New Michigan Bill Designed to Increase Oversight
A new three-bill package, created to reduce the number of drunk driving incidents across the state, is now in front of the Senate Judiciary Committee. It was introduced by Senator Tonya Schuitmaker, who is determined to address what she feels in a very real issue for Michigan drunk driving prevention: ignition interlock devices.
In Michigan, an ignition interlock device is often court ordered for repeat offenders. These are individuals who have two or more drunk driving convictions on their record. It operates much like a breathalyzer and is installed on a car’s dashboard. Before starting the car, a driver is required to blow into it. The device compares the alcohol level in the driver’s breath to preset blood alcohol limits. If the driver’s BAC exceeds that of the device, it will prevent the engine from starting.

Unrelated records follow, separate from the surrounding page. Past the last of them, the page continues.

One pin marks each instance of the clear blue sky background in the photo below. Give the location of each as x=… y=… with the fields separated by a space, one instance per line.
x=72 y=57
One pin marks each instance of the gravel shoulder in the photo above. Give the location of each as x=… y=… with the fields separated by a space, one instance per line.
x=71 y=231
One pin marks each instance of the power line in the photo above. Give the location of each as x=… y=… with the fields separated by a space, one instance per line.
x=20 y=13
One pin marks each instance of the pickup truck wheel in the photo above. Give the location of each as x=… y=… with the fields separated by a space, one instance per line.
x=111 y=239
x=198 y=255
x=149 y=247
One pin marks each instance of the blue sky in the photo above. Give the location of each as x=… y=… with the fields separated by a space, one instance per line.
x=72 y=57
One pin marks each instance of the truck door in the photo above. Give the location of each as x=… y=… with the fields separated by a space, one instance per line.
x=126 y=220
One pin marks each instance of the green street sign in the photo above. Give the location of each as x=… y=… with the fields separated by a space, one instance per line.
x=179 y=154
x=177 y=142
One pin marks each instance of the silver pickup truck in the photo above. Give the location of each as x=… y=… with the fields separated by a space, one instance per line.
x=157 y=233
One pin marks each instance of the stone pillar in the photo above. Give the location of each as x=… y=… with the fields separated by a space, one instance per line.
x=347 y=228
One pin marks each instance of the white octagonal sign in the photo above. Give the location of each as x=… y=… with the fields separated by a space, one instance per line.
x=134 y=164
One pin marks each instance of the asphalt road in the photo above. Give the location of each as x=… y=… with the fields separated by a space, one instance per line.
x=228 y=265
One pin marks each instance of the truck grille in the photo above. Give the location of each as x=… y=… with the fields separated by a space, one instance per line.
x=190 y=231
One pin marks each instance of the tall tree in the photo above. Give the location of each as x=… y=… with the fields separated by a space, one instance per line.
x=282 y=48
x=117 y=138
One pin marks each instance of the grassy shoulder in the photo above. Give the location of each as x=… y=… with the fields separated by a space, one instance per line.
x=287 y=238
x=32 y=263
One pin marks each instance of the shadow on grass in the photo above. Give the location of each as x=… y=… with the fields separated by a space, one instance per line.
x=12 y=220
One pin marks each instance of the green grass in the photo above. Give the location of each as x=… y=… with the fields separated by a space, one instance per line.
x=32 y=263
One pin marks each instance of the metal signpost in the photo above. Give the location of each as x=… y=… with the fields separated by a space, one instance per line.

According to Schuitmaker, more than 8,000 of these devices have been installed into vehicles during the last three years. This should have made a drastic dent in the number of drunk driving incidents around Michigan. But the system itself is flawed and therefore cannot be as effective as lawmakers had hoped.
One of the issues, Schuitmaker claims, is the fact that there just isn’t enough oversight to ensure that the devices are produced and installed correctly. Faulty production and improper installation can lead to tampering. This would allow drunk drivers with prior convictions to drive under the influence of alcohol again.
The bills propose that all centers which produce, maintain, and remove the ignition interlock devices would need to be certified by the Michigan State Police. Currently, these centers have little to no oversight. In addition, production specifications would be increased to ensure that the product meets standards.
Another aspect of the bills that deals with the issue of oversight states that all devices be installed, maintained, and removed only at a licensed auto repair facility. There would be no exceptions. This way there would be uniformity and some level of guarantee with regard to the work being done properly, which would increase public safety. In addition, all manufacturers of ignition interlock devices would be required to receive an annual recertification from the Michigan Secretary of State’s office.
In a recent statement, Schuitmaker explained her desire to see legislative reform on this issue, “There is currently no certification process for the manufacturers of these devices and no state specifications for those installing and servicing the units. Ensuring the interlock devices are properly installed and not tampered with will save lives and stop these offenders from breaking the law.”